CHAD LEISTIKOW

Leistikow: If NCAA does right thing on eligibility, Spencer Lee's quest for 4 NCAA titles can resume

Chad Leistikow
Hawk Central

The door is ajar for Division I winter-sports athletes to get a so-called “free” year of eligibility. Now, the NCAA needs to do the right thing and blast it open.

Blanket waivers were given to spring-sports athletes who lost their seasons when the NCAA canceled winter and spring championships March 12. Blanket waivers have been granted to fall-sports athletes, including in football, who are competing in a shell of the originally planned season during the COVID-19 pandemic.

Winter-sports athletes are next to learn their fate.

And they deserve to hear good news that might be coming. Over the weekend, Stadium’s Jeff Goodman reported that the NCAA’s Basketball Oversight Committees were recommending to the Division I Council to vote on whether winter athletes should get an extra year regardless of whether they play, and that it should pass based on the spring and fall precedents. (The NCAA confirmed that the D-I Council will meet Oct. 13-14.)

No group of athletes would get a more needed boost from a winter waiver than wrestlers, which would be fitting — considering their championships were wiped out just six days ahead of the sport’s first such competition inside an NFL dome (Minneapolis' U.S. Bank Stadium).

We know this in wrestling-obsessed Iowa: The NCAA Championships are the thing in wrestling. Really, nothing else matters much in a calendar year besides those six sessions over three days, amid jam-packed, passionate venues and an ESPN national-TV audience.

We also know that this coming wrestling season will likely be a shell of what it would normally be. Big Ten Conference coaches are talking about maybe a 70% schedule, but we’ll be lucky to see 50%. In a close-quarters sport such as wrestling, where there’s no way to eliminate the passing of body fluids, reliable day-of-competition testing and protocols will be a must. Pulling off the NCAA Championships (scheduled for March 18-20 in St. Louis) is certainly the goal. There's no doubt driven coaches and wrestlers will do whatever they can to prepare for that possibility.

But it’s almost certain that even if the NCAA Wrestling Championships do occur, they won’t be the same. Fans? Maybe some will be allowed.

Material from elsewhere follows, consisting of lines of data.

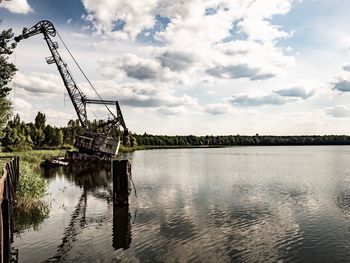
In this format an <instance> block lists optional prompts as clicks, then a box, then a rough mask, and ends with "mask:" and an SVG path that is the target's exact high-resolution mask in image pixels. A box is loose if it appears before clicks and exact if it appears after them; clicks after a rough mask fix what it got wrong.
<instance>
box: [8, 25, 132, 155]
mask: <svg viewBox="0 0 350 263" xmlns="http://www.w3.org/2000/svg"><path fill="white" fill-rule="evenodd" d="M38 34H43V35H44V39H45V41H46V43H47V45H48V47H49V50H50V52H51V56H50V57H47V58H46V62H47V63H48V64H56V66H57V69H58V71H59V73H60V75H61V78H62V80H63V83H64V85H65V87H66V90H67V92H68V94H69V97H70V99H71V101H72V103H73V106H74V109H75V111H76V113H77V115H78V119H79V122H80V124H81V126H82V127H83V128H84V132H83V134H82V135H79V136H77V137H76V139H75V146H76V147H77V148H78V150H79V152H69V154H68V155H66V157H67V156H68V157H69V159H75V158H76V159H89V158H87V157H93V159H112V158H114V157H115V156H116V154H117V152H118V149H119V145H120V140H119V139H118V140H116V139H112V138H111V137H109V136H108V134H109V132H111V131H113V130H115V129H118V128H120V127H122V128H123V130H124V136H127V135H128V129H127V127H126V125H125V122H124V118H123V115H122V112H121V110H120V107H119V103H118V101H112V100H103V99H102V98H101V96H100V95H99V94H98V92H97V91H96V89H95V88H94V86H93V85H92V84H91V82H90V81H89V79H88V78H87V77H86V75H85V73H84V72H83V70H82V69H81V67H80V66H79V64H78V63H77V61H76V60H75V58H74V57H73V55H72V53H71V52H70V51H69V49H68V47H67V46H66V44H65V43H64V42H63V40H62V38H61V37H60V35H59V34H58V32H57V31H56V29H55V27H54V25H53V24H52V23H51V22H50V21H48V20H43V21H40V22H38V23H37V24H36V25H34V26H33V27H31V28H29V29H25V30H23V33H22V34H21V35H19V36H17V37H15V38H14V39H15V41H16V42H19V41H21V40H22V39H26V38H29V37H32V36H35V35H38ZM56 35H58V37H59V38H60V39H61V41H62V43H63V45H64V46H65V48H66V49H67V51H68V53H69V54H70V55H71V57H72V59H73V60H74V62H75V63H76V65H77V66H78V68H79V70H80V71H81V73H82V74H83V75H84V77H85V78H86V80H87V82H88V83H89V84H90V86H91V87H92V88H93V90H94V91H95V93H96V94H97V96H98V98H99V99H88V98H87V97H86V95H85V94H84V93H83V92H82V90H81V89H80V88H79V86H78V85H77V83H76V81H75V80H74V78H73V75H72V73H71V71H70V70H69V68H68V65H67V64H66V63H65V62H64V61H63V59H62V57H61V56H60V54H59V52H58V44H57V42H54V41H52V39H51V37H55V36H56ZM87 104H102V105H105V107H106V108H107V110H108V111H109V113H110V114H111V116H112V118H110V119H109V120H108V121H107V122H104V123H103V124H102V125H101V126H100V127H105V129H106V130H107V131H109V132H107V133H99V132H97V130H92V129H89V127H88V117H87V110H86V106H87ZM108 105H114V106H115V107H116V114H114V113H113V112H112V111H111V110H110V109H109V107H108Z"/></svg>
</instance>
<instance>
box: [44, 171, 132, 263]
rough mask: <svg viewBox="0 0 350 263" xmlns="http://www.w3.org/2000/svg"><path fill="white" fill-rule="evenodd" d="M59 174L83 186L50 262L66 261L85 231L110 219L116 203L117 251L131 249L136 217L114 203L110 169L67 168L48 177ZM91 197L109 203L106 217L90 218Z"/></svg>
mask: <svg viewBox="0 0 350 263" xmlns="http://www.w3.org/2000/svg"><path fill="white" fill-rule="evenodd" d="M57 175H64V176H65V178H66V179H68V180H70V181H71V182H74V183H75V185H77V186H79V187H80V188H81V189H82V192H81V196H80V198H79V200H78V203H77V204H76V206H75V210H74V211H73V212H72V214H71V216H70V221H69V224H68V226H67V227H66V228H65V230H64V233H63V238H62V240H61V244H59V245H58V247H57V251H56V254H55V255H54V256H52V257H50V258H49V259H47V260H46V262H64V261H66V260H67V256H68V255H69V253H70V250H72V249H73V247H74V243H79V242H80V240H79V236H80V235H81V234H82V233H83V231H84V229H85V228H88V227H89V226H91V225H94V224H96V223H97V224H98V223H101V222H104V221H106V220H108V210H109V209H111V208H110V205H111V204H113V227H112V231H113V233H112V235H111V236H112V247H113V248H114V249H115V250H118V249H120V248H122V249H124V250H125V249H128V248H129V247H130V243H131V218H132V217H131V214H130V210H129V205H125V206H118V205H117V204H116V203H115V202H114V200H113V193H112V185H111V181H112V180H111V178H112V177H111V170H110V166H109V165H99V166H95V167H91V166H67V167H58V168H52V169H46V170H44V176H46V177H47V178H48V179H50V177H53V176H57ZM88 197H93V198H95V199H97V200H102V201H103V202H106V204H107V206H108V210H107V212H106V215H102V216H101V215H99V216H87V215H86V212H87V209H88V201H87V199H88ZM96 245H97V244H96Z"/></svg>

Maybe.

It definitely won't be the usual spectacle.

And is that really the right way to send out the likes of Iowa’s Spencer Lee, on track to be one of the finest college wrestlers of all time?

Spencer Lee, the 2020 Hodge Trophy winner as college's most outstanding wrestler, could be a week away from having a revived shot at four NCAA titles.

Lee is the poster child for this discussion. The fourth-year Hawkeye has done everything right in the course of his Iowa career, from his recovery from an ACL tear to carrying himself with great class and sportsmanship. Lee won NCAA titles at 125 pounds as a freshman and sophomore, then was the nation’s most dominant wrestler as a junior but wasn’t allowed to compete for a third NCAA title. That year counted against Lee, as it did for everyone else (including departing seniors such as Penn State’s Mark Hall and Iowa’s Pat Lugo, who were dealt tough-to-stomach conclusions to their careers).

At minimum next week, the NCAA should grant a waiver to winter athletes (basketball included) who have not yet spent a redshirt season, such as Lee or Hawkeye 133-pounder Austin DeSanto. They deserve to spend their redshirt year as they wish.

All that said, a blanket waiver is the right thing to do. Such a waiver wouldn’t mean that athletes are guaranteed an extra year of scholarship dollars from their current university. The waivers can complicate scholarship maximums, sure, but the precedent has been set in other sports to not count seniors who return against the limits.

Even if an athlete must become a walk-on to complete an extra year of eligibility, he or she should have that option. Winter athletes don’t deserve to get the short end of the stick for a second straight year.

If the D-I Council does the right thing, Lee would have a shot to win a third NCAA title this March. His opportunity to become a coveted and rare four-timer in 2022 would be deservedly resuscitated. (I'm told he'd be more than willing to put off a professional career if given the chance to become the NCAA’s fifth four-time wrestling champion.)

The D-I Council has the voting power next week to make the 2022 NCAA Wrestling Championships in Detroit’s Little Caesars Arena an incredible event, one that could truly grow the sport.

After what will essentially have been three years since a national tournament as we've come to know it, you would have perhaps the most star-studded NCAA field in collegiate wrestling history. You might see reigning Olympic champions in the field. It’ll be so big … heck, might be worth checking to see if nearby Ford Field is available.

Because it’d be an event worthy of 60,000 fans inside a football stadium. And a fitting stage for a magnificent college career such as Lee's to end.